Meyenberg left them white because he sees them, in a way, as blank video screens. He wants exhibition visitors to mentally project their own snippets of family memories onto them.

In that way, as Ragasol explained, the Albanian family can be a stand-in for any second- or third-generation immigrant who had similar unanswerable questions, easing “the disillusion or disappointment when you try to go back to that place that no longer exists.”

For Meyenberg, the Biennale project is a departure. He is well known in Mexico, gaining recognition more than a decade ago for numerous projects in which he choreographed ordinary people — in one case teenagers from a military school in Mexico City, in another gardeners who worked at the Casa Wabi Foundation art center in Oaxaca — into tight routines that he filmed using drones.

The pieces were deeply researched and meant to empower both participants and viewers.

Another work is “Aspirantes.” Meyenberg assembled in formation 200 young Mexican men, aged 18-25, at the site of the Pyramid of the Moon in Teotihuacán, where archaeologists had discovered mass graves of Mesoamerican warriors. Like the warriors who were sacrificed in religious rituals, the video participants were shirtless, though in the artist’s revisionist take, powerful and defiant in the way they stood at attention and in their solemn expressions.

In the Biennale work, the actors move on their own, letting their intuition dictate how they comport themselves. There is some dancing, but it is quirky and improvised with no direction from the filmmaker.

Meyenberg said the natural movement in “We marched away, we were always coming back” reflected a growing self-awareness of his own physical being.
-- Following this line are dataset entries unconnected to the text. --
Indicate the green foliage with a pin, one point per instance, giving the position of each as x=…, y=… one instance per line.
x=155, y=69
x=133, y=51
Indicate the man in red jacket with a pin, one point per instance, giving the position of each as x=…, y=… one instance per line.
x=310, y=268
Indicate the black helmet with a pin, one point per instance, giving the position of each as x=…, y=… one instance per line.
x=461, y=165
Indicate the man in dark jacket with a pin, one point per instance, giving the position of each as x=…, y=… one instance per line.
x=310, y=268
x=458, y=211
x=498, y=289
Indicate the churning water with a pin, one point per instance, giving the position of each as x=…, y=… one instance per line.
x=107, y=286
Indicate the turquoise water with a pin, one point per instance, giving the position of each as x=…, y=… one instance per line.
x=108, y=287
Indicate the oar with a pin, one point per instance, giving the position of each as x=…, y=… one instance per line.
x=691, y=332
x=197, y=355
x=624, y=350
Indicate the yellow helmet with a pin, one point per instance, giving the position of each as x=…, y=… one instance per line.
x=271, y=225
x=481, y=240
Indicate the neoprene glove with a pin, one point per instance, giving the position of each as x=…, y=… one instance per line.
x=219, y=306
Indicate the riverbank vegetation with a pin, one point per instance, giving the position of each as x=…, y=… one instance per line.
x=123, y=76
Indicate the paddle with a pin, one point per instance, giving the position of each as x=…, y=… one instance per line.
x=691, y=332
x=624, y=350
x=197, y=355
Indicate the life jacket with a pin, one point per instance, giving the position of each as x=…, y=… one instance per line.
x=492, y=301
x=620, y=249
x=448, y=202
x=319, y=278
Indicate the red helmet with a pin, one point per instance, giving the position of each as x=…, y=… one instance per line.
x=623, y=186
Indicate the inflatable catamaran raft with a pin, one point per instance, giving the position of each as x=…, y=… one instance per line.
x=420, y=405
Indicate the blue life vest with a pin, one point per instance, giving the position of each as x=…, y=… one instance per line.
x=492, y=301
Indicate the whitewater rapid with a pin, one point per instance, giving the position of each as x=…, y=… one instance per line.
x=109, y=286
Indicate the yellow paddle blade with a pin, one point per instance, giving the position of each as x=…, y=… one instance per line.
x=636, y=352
He is currently in remission after a yearslong battle with cancer that was treated with chemotherapy, and the process of being severely ill and then recovering taught him to trust the body and how it moves on its own terms.

“Gradually this has been shifting, and I’ve been controlling less and less of what happens, listening more to my emotions and my feelings,” he said.

In a sense, he said, his body marched off on its way, and when it came back he gained a new language for telling stories, one that is more natural, relies on art to expose its universal themes and transcends any difficulties of translating words from one idiom to another.